Georgia Roche

Personal information
- Born: 3 September 2000 (age 25) Batley, West Yorkshire England
- Height: 160 cm (5 ft 3 in)
- Weight: 75 kg (11 st 11 lb)

Playing information
- Position: Stand-off, Scrum-half, Loose forward
Club
| Years | Team | Pld | T | G | FG | P |
| 2017 | Featherstone Rovers |  |  |  |  |  |
| 2018–21 | Castleford Tigers |  |  |  |  |  |
| 2022 | Leeds Rhinos | 7 | 5 | 0 | 0 | 20 |
| 2023– | Newcastle Knights | 31 | 7 | 0 | 0 | 28 |
|  | Total | 38 | 12 | 0 | 0 | 48 |
Representative
| Years | Team | Pld | T | G | FG | P |
| 2018–25 | England | 12 | 6 | 0 | 0 | 24 |
- Source: As of 23 September 2025

= Georgia Roche =

England international rugby league footballer

Georgia Roche (born 3 September 2000) is an English professional rugby league footballer for the Newcastle Knights in the NRL Women's Premiership. She plays at either or . She previously played for the Leeds Rhinos in the Rugby Football League Women's Super League.

== Career ==
Roche began her rugby league career playing for Drighlington ARLFC before moving to neighbouring amateur club Dewsbury Moor, during which time she represented Yorkshire in the 2018 Women's Rugby League Association County of Origin against Lancashire and scored Yorkshire's only points in a 10–4 defeat.

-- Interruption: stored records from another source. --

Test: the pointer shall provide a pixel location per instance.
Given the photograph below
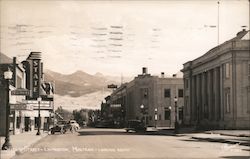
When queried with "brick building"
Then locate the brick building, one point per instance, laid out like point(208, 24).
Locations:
point(217, 86)
point(156, 94)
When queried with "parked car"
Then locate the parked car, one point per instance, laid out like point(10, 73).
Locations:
point(135, 125)
point(61, 127)
point(74, 124)
point(104, 124)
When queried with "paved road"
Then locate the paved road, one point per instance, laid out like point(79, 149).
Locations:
point(116, 143)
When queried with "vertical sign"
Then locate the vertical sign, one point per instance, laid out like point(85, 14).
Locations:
point(36, 77)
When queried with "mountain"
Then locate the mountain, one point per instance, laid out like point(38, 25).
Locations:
point(77, 84)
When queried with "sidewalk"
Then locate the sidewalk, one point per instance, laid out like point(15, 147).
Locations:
point(20, 143)
point(241, 137)
point(221, 138)
point(238, 133)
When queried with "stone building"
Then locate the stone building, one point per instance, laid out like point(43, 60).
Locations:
point(150, 98)
point(217, 86)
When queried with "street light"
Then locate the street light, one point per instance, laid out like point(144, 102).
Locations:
point(7, 145)
point(176, 125)
point(39, 99)
point(156, 117)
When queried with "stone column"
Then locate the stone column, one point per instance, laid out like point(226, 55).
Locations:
point(209, 94)
point(193, 105)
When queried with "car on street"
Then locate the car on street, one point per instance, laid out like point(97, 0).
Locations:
point(74, 124)
point(61, 127)
point(135, 125)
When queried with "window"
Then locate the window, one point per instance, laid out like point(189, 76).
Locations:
point(19, 82)
point(167, 93)
point(248, 99)
point(227, 70)
point(180, 93)
point(180, 113)
point(248, 69)
point(167, 114)
point(159, 116)
point(227, 99)
point(18, 122)
point(186, 83)
point(144, 92)
point(150, 117)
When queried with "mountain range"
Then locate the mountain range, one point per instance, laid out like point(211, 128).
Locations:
point(78, 83)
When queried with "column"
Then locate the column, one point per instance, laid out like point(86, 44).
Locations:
point(215, 93)
point(193, 112)
point(198, 97)
point(209, 94)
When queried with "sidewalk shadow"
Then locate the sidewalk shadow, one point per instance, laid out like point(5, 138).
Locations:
point(113, 132)
point(236, 157)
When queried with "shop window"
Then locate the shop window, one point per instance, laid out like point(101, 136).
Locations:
point(144, 92)
point(18, 122)
point(167, 114)
point(150, 117)
point(167, 93)
point(19, 82)
point(180, 113)
point(36, 122)
point(227, 99)
point(186, 83)
point(180, 93)
point(248, 69)
point(227, 70)
point(159, 116)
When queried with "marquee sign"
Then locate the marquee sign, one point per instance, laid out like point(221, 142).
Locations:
point(21, 91)
point(36, 77)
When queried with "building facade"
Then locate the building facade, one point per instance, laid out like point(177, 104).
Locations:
point(217, 86)
point(17, 94)
point(22, 99)
point(150, 99)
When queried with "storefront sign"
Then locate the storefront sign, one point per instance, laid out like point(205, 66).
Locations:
point(23, 92)
point(36, 77)
point(21, 106)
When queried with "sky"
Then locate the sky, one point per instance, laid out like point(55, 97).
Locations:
point(118, 37)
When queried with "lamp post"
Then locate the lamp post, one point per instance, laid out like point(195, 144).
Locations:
point(176, 125)
point(39, 99)
point(7, 145)
point(156, 117)
point(170, 116)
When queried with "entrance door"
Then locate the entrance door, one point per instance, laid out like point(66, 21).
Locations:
point(27, 123)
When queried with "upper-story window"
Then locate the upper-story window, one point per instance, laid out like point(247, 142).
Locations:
point(180, 93)
point(227, 70)
point(167, 93)
point(144, 92)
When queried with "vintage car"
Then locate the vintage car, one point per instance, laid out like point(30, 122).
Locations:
point(135, 125)
point(74, 124)
point(61, 127)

In 2017 Roche joined Featherstone Rovers Ladies, for the inaugural season of the Women's Super League. At the end of the season Featherstone qualified for the Grand Final and Roche scored all of Featherstone's points (1 try, 1 goal) in a 36–6 defeat to Bradford Bulls Women.

Over the winter Roche moved from Featherstone to Castleford and helped Castleford to the final of the 2018 RFL Women's Challenge Cup. In the final she scored one of Castleford's three tries in the 20–14 defeat to Leeds Rhinos Women.

At the 2018 Man of Steel Awards on 8 October 2018 Roche was named as the inaugural winner of the Woman of Steel award. In the same month Roche was one of the ten nominees for the 2018 BBC Young Sports Personality of the Year and was also shortlisted for the first women's Golden Boot Award.
Roche made her international debut for England against France in Carcasonne on 27 October 2018, scoring two tries in England's 54–4 win.

Following a 2019 domestic season in which Roche helped Castleford to the League Leaders Shield in the 2019 RFL Women's Super League she was selected to be part of the England squads for both the test series against the Papua New Guinea Orchids and the World 9s tournament in October and November 2019.

Roche played in the June 2021 Test Match for England against Wales.

In 2023, she signed a 5-year contract with Australian side, Newcastle Knights in the NRL Women's Premiership. In round 3 of the 2023 NRLW season, she made her NRLW debut for the Knights against the Parramatta Eels. She went on to play in the 2023 NRLW Grand Final, starting at five-eighth in the Knights' 24-18 victory.